4.2.3.2. Reducing Resolution
As image sizes increase, the amount of time to search them for the template image takes longer. A method to reduce this time is to reduce the resolution of both the image being searched and the template. If both of these images are reduced to 50% of their original size, then the cross-correlation processing time will be reduced by 75%. This method, however, sacrifices the accuracy of the cross-correlation result. This method can be used to approximate the location of the template within the image. Using this
approximation, the original template and image can be cross-correlated, but only in the area of the approximation. This method will reduce the required processing time by a significant amount, but with a certain amount of risk. Lower resolution increases the chances of an incorrect approximation [12].

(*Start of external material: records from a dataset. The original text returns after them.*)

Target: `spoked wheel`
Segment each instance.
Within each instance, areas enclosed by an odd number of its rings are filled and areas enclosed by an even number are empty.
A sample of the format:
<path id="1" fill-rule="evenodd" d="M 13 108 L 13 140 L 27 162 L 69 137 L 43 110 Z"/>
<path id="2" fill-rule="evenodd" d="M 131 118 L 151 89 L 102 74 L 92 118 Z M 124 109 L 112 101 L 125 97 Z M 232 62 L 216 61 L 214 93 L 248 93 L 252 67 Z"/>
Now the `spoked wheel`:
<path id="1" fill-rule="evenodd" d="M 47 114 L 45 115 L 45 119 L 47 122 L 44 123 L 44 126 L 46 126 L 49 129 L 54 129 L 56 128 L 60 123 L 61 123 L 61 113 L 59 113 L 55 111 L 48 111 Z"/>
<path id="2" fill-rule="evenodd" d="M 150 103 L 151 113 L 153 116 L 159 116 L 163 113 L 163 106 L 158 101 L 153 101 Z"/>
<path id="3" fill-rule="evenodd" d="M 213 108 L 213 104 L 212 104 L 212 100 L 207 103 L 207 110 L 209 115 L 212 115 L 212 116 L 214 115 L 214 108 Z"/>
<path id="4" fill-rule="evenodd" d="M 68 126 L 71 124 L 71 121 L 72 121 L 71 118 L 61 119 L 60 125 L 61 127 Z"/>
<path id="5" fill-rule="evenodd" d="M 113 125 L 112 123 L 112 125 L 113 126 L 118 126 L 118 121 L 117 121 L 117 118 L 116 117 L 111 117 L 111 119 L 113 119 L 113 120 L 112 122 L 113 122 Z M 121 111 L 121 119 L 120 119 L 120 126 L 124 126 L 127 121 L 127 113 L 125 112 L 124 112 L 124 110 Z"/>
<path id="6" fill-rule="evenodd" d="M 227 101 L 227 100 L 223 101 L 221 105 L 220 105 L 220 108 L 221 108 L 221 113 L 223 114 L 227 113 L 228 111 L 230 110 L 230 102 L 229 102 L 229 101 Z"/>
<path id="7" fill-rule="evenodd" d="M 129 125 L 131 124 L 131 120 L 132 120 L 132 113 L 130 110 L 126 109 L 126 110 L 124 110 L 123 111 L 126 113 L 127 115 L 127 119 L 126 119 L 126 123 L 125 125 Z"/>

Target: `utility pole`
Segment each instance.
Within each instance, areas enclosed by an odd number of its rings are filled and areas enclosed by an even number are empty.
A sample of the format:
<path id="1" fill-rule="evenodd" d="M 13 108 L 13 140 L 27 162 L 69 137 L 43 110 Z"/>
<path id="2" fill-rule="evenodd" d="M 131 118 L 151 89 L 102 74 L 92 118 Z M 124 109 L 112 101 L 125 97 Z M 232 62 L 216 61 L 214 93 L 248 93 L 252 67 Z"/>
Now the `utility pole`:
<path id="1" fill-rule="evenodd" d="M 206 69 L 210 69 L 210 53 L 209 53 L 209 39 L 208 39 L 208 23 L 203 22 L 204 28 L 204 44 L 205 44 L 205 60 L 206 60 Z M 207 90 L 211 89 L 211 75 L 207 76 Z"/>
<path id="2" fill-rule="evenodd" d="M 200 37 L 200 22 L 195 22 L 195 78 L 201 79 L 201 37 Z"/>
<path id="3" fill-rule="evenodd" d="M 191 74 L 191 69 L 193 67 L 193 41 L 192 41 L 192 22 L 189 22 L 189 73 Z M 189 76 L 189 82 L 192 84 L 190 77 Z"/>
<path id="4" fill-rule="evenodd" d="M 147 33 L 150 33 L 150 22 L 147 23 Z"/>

4.2.3.3. Searching a Predefined Area
When considering methods to improve processing speed, it is important to consider the task at hand. Solutions to computer vision tasks are unique and highly
tailored; therefore, optimizations can be tailored to suit the task. For the majority of the structures in question, it is unlikely that they will move more than a few centimeters at a time without anyone noticing. Therefore, it would make sense to begin searching the area in which the target was found last time. The search area could be considered to be 10% larger than the template image centered on the last known location of the template. If a strong peak correlation coefficient is found (greater than 0.95), then it can be assumed that the structure has not moved, and that there is no need to search the rest of the image. For high resolution images, this can save a large amount of processing time while still providing accurate data.